To be honest though, you'll be able to form just as strong of a bond with any cat you feel drawn to. Go for a visit, and just wander around. See which cats you want to go back to see over and over.

If you're up for a bit if a challenge ask the volunteers or staff which kitties are shy, have been there a long time, or are really out of their element at the shelter. Shy kitties can seem angry or aggressive, or just sad or scared, but if our got patience most will come around once they're in a calmer home. Talk to the staff about what you'd like in a kitty, then listen to what they recommend and spend time with this cats.


----------



## tgwillard (Oct 18, 2012)

Emily was an abandoned seven month old female and woke me up one morning crying for food. She adopted me and is my first cat. I don't know if I could chose a cat for adoption from a shelter with a room full of cats. I would wonder about the cats that I had not picked.


----------



## FatCat (May 5, 2004)

Mandy and Ellie said:


> For my boyfriend and I, we always wanted "cat-dogs".
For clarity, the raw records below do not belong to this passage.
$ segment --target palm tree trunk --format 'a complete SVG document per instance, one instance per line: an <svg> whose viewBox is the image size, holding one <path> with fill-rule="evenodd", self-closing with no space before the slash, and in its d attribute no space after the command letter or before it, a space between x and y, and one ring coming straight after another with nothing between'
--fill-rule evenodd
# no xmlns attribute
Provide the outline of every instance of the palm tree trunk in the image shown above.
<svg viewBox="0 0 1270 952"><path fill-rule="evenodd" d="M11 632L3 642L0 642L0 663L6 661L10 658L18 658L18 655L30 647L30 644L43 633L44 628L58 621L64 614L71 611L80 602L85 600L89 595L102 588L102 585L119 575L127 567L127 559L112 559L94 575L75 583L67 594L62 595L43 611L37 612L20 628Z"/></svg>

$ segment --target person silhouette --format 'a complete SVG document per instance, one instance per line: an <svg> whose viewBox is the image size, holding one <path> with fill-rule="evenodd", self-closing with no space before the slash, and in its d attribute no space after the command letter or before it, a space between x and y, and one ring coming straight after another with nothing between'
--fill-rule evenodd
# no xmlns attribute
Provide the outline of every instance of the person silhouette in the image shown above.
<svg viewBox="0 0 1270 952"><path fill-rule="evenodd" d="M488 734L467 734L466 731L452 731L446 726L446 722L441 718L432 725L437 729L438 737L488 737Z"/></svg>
That's the type of cat I'd like too! So I went back to the shelter and saw this cat/kitten pair that was mama and daughter. While mama cat stayed in her box watching, the kitten (6mo maybe) sniffed me, did a head rub, then tried to climb me. She climbed up to my shoulder (no fear!) and laid down & made herself comfy around my neck - it felt like a warm scarf! I guess that counts as choosing me!  But I really wanted a male. They told me that they think I would like the one that they have living at a Petsmart and I should go visit him.

I've also been scanning the pet section of Craigslist but there was never anything interesting. Far more dogs than cats.


----------



## librarychick (May 25, 2008)

Is there a reason you're specifically looking for a male? I know some people have a preference, but IME (fostering, pet sitting, my own pets) there's really no difference. It's all down to individual personality.


----------



## kbear (May 12, 2013)

FatCat said:


> That's the type of cat I'd like too! So I went back to the shelter and saw this cat/kitten pair that was mama and daughter. While mama cat stayed in her box watching, the kitten (6mo maybe) sniffed me, did a head rub, then tried to climb me. She climbed up to my shoulder (no fear!)


 there was your sign, go get her!:mrgreen:

also, 2 kittens are really easier than 1, imo. they need a little playmate and they are so fun to watch!


----------